Zugleich aber hat die mechanisierte Arbeit solche Macht über den Freizeitler, daß er nichts anderes mehr erfahren kann als die Nachbilder des Arbeitsvollzuges. Auch nach der Arbeit verhält man sich passiv und erwartet die Lieferung von Stoff, der sich in den Assoziationsgleisen der Arbeitswelt bewegt. »Amüsement ist die Verlängerung der Arbeit unterm Spätkapitalismus. Es wird von dem gesucht, der dem mechanisierten Arbeitsprozeß ausweichen will, um ihm von neuem gewachsen zu sein.«
Die Nachfrage nach derlei »Muße« befriedigt die Sportshow in den Fußballarenen. Den Tausenden auf den Rängen liefern hier die 22 Athleten genormte Verrichtungen, die denen während des Arbeitsvollzugs gleichen. Die inhaltlichen Differenzen gegenüber der Arbeit sind dabei unwesentlich, der vorgebliche Inhalt ist bloß verblaßter Vordergrund: was sich einprägt sind die der technisierten Arbeit ähnlichen Bewegungsabläufe. Der Zuschauer strebt danach, sich widerstandslos überfluten zu lassen: Da er am Arbeitsplatz gelernt hat, sich willenlos den Anforderungen der betrieblichen Rationalität einzugliedern, sich passiv den Anordnungen seiner Vorgesetzten zu fügen, sucht er sich auch in der Freizeit selbständigen Leistungen zu entziehen. Seine Phantasie schrumpft: Wer sich anpassen will, muß auf Phantasie verzichten.
Selbst die Beurteilung des sportlichen Geschehens nimmt der Zuschauer nicht gerne allein auf sich; die Reportagen und Kommentare der Massenmedien, die über das von ihm besuchte Spiel berichten, üben eine magische Anziehungskraft auf ihn aus. Der kapitalistische Produktionsapparat, als dessen Agenten bzw. Führerfiguren die Reporter und Kommentatoren auftreten, sucht die Versklavung lückenlos zu gestalten.
Wie sehr das geschwächte Ich der Zuschauer an diese Führung durch die Medien gekettet ist, läßt die Tatsache ahnen, daß manche Fans im Stadion die Übertragung jenes Spieles mit Hilfe des Transistorgerätes verfolgen, das eben vor ihren Augen abläuft. Da der moderne Fußballsport für die aktiv wie für die passiv an ihm Beteiligten die Arbeitswelt in vieler Hinsicht verdoppelt, wird der Unterschied zwischen seinen Konsumenten und Produzenten wenig mehr als ein quantitativer.
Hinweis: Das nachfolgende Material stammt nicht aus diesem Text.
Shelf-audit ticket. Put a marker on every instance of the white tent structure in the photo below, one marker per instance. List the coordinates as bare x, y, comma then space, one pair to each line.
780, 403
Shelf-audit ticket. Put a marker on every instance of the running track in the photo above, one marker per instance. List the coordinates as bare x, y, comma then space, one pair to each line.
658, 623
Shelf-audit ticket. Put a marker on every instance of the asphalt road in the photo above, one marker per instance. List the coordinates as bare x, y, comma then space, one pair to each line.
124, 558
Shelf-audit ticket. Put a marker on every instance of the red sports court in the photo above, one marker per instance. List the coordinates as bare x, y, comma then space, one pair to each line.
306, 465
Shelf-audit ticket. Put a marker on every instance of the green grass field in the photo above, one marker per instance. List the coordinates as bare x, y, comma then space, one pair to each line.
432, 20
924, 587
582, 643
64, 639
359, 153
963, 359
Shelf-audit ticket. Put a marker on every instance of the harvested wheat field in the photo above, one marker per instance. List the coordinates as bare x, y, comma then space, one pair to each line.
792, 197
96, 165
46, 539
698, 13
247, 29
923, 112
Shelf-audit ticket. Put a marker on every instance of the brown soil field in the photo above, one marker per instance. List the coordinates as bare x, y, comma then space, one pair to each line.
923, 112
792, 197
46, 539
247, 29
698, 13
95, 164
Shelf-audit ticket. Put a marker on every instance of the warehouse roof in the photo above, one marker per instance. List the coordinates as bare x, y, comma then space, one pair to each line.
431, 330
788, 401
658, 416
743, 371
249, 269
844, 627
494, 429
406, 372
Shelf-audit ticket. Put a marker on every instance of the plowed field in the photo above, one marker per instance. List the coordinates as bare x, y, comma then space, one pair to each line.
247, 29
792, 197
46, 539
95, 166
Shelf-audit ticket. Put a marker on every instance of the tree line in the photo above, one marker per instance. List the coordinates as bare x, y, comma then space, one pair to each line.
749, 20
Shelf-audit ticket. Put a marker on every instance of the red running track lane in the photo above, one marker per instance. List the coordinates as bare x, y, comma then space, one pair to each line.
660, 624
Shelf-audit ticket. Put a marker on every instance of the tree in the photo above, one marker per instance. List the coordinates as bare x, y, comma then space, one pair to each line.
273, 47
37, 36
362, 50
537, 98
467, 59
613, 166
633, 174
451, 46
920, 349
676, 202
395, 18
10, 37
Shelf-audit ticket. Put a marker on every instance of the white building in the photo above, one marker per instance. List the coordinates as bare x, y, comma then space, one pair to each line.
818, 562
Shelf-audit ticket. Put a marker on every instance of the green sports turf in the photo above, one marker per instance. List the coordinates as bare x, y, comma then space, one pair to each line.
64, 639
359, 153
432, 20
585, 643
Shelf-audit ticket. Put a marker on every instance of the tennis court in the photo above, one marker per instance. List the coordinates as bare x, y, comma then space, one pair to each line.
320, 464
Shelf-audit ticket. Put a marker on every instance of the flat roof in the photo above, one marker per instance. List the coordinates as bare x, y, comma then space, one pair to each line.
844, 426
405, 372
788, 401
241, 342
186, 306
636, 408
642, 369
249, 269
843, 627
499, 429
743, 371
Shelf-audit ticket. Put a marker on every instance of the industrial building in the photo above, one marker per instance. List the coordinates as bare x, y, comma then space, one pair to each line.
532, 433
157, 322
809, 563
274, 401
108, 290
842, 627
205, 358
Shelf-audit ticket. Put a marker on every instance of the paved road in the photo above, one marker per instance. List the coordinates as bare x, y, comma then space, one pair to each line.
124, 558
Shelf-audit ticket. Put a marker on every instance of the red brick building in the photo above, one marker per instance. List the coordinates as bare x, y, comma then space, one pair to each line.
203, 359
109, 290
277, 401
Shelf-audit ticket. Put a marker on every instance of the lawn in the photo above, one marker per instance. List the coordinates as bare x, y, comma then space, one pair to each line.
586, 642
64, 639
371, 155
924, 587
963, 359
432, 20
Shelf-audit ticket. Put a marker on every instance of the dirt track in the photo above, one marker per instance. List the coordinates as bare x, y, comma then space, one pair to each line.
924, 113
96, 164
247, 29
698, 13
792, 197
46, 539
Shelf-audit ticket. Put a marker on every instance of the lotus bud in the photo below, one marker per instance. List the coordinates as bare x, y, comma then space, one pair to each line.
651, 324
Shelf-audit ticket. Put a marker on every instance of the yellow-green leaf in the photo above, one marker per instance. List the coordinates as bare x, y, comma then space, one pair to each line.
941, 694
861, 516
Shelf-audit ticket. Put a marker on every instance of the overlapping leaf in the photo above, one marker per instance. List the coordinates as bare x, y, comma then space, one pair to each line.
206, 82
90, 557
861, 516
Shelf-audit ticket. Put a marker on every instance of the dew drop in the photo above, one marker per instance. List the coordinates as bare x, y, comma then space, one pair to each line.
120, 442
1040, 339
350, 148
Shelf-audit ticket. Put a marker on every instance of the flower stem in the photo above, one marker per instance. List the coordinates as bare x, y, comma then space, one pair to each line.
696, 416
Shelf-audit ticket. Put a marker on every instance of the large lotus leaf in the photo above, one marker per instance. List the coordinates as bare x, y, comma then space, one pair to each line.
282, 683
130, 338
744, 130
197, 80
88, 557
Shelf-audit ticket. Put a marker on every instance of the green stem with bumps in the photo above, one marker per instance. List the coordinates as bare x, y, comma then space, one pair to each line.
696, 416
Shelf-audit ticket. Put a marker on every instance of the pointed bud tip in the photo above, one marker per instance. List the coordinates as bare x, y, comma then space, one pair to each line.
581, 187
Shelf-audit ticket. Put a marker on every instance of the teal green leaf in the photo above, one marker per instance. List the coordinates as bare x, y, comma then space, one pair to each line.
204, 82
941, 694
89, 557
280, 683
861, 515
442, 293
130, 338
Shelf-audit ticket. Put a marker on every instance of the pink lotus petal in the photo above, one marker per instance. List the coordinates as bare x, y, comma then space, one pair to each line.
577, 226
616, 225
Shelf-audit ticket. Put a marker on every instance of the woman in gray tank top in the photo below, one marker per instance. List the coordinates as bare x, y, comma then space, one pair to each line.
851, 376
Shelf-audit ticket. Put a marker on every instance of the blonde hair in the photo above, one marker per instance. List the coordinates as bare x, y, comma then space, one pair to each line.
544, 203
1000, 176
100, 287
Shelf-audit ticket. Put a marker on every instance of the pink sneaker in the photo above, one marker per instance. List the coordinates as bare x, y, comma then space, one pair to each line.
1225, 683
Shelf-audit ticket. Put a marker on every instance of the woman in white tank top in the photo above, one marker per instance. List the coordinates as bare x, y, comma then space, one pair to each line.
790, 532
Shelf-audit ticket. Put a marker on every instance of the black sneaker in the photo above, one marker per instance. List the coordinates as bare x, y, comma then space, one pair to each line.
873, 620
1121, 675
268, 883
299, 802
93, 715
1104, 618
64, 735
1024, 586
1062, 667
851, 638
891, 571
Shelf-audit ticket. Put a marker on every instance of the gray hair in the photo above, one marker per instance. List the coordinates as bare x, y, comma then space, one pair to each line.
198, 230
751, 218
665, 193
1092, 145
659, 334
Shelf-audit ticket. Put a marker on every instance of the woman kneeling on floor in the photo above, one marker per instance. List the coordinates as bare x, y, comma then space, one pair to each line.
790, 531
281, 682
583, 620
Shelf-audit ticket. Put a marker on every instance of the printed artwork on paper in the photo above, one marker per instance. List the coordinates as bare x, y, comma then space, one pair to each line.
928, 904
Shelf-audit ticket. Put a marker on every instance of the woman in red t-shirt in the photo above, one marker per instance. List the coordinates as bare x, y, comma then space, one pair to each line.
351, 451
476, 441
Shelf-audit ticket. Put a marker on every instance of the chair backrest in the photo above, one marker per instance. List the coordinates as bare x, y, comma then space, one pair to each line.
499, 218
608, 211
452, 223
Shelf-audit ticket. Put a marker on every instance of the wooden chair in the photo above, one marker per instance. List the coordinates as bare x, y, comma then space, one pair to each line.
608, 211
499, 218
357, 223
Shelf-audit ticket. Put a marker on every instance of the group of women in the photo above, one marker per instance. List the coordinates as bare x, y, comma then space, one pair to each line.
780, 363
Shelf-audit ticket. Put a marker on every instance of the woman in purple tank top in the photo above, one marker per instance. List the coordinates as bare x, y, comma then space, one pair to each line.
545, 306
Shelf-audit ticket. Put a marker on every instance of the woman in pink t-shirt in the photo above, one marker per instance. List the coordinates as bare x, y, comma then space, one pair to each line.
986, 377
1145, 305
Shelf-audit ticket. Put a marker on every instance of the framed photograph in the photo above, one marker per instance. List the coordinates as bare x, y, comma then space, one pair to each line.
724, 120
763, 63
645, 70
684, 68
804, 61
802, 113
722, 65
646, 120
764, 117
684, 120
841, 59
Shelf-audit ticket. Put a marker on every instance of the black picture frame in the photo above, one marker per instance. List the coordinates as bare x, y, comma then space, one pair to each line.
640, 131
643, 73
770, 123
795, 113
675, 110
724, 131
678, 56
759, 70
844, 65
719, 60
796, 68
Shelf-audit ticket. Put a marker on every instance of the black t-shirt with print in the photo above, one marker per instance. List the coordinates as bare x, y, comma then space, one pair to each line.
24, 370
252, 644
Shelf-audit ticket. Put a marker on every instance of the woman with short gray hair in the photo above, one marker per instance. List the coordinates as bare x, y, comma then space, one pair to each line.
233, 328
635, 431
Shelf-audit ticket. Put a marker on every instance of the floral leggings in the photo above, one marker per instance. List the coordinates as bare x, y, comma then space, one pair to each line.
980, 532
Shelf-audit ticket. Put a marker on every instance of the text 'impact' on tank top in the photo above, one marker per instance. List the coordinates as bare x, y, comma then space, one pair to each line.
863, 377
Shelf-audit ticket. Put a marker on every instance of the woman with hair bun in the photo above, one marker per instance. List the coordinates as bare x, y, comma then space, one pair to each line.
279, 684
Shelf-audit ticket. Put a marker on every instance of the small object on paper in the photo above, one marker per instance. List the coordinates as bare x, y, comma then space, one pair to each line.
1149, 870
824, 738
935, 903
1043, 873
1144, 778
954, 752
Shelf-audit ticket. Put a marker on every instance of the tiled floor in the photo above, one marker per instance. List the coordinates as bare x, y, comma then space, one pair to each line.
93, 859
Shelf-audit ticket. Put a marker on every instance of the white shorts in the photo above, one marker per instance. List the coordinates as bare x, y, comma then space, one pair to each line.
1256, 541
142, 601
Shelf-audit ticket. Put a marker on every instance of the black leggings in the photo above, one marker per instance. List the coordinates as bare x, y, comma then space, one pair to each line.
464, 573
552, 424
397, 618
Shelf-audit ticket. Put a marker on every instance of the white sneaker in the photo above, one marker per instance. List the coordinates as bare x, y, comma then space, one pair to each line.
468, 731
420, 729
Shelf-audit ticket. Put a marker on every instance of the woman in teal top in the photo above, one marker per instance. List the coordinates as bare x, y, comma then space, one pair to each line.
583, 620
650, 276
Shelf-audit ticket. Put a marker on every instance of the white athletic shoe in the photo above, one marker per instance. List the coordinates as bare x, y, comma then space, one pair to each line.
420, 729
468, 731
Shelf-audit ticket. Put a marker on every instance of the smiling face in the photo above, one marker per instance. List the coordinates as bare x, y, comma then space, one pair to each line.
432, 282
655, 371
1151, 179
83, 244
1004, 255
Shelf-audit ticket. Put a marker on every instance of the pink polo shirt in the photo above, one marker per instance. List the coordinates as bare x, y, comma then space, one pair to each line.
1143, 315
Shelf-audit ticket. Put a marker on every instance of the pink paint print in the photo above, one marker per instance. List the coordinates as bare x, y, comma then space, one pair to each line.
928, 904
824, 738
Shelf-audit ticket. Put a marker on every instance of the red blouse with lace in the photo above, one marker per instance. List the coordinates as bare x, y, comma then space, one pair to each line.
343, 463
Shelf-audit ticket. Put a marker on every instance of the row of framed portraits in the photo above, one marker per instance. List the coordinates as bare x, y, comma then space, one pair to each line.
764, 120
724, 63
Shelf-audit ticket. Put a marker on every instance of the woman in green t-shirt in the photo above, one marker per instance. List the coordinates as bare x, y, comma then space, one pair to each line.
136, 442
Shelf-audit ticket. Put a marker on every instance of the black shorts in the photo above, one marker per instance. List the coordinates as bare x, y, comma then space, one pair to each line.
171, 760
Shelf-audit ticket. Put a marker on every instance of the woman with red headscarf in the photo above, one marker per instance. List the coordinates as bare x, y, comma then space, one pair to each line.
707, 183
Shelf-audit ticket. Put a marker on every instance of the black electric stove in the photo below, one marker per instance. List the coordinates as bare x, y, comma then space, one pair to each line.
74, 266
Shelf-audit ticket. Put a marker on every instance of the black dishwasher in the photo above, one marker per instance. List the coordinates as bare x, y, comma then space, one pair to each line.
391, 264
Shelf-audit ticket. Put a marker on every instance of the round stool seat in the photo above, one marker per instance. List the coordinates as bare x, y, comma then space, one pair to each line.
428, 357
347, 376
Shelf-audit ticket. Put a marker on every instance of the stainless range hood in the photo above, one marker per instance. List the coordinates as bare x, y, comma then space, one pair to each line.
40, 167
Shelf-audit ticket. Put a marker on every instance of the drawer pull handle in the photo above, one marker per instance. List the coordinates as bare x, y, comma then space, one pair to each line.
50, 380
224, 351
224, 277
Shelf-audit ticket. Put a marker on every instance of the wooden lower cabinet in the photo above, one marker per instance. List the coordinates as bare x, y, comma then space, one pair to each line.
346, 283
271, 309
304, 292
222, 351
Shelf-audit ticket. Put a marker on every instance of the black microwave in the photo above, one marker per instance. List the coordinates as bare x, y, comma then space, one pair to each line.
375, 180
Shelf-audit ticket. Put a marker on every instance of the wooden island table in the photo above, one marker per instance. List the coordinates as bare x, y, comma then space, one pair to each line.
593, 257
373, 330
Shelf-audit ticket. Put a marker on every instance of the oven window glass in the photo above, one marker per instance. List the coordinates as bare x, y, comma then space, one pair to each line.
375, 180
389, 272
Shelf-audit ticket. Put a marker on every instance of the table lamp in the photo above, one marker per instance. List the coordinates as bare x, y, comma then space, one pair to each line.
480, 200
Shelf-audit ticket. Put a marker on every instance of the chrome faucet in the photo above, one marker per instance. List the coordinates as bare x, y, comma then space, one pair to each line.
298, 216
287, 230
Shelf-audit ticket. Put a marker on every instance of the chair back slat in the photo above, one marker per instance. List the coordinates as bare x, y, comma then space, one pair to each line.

Das Ergebnis einer amerikanischen Untersuchung belegt dieses auf kuriose Weise.
Veränderungen in der Blutzucker- und Adrenalinkonzentration des Blutes infolge starker körperlicher Anstrengung waren nicht nur bei den Aktiven, sondern in gleichem Maße auch bei den Zuschauern von Footballspielen anzutreffen. Bei letzteren stellte sich sogar der Normalpegel langsamer wieder her als bei den Aktiven.27 Quantitativ ist der Unterschied zwischen Zuschauern und Aktiven allerdings beträchtlich. Aktiv beteiligen sich an Wettkämpfen aller Sportarten in der Bundesrepublik etwa 3% der Bevölkerung; die Rundfunk- und Fernsehübertragung des Endspieles um die Fußballweltmeisterschaft 1966 verfolgten 85% der Bevölkerung.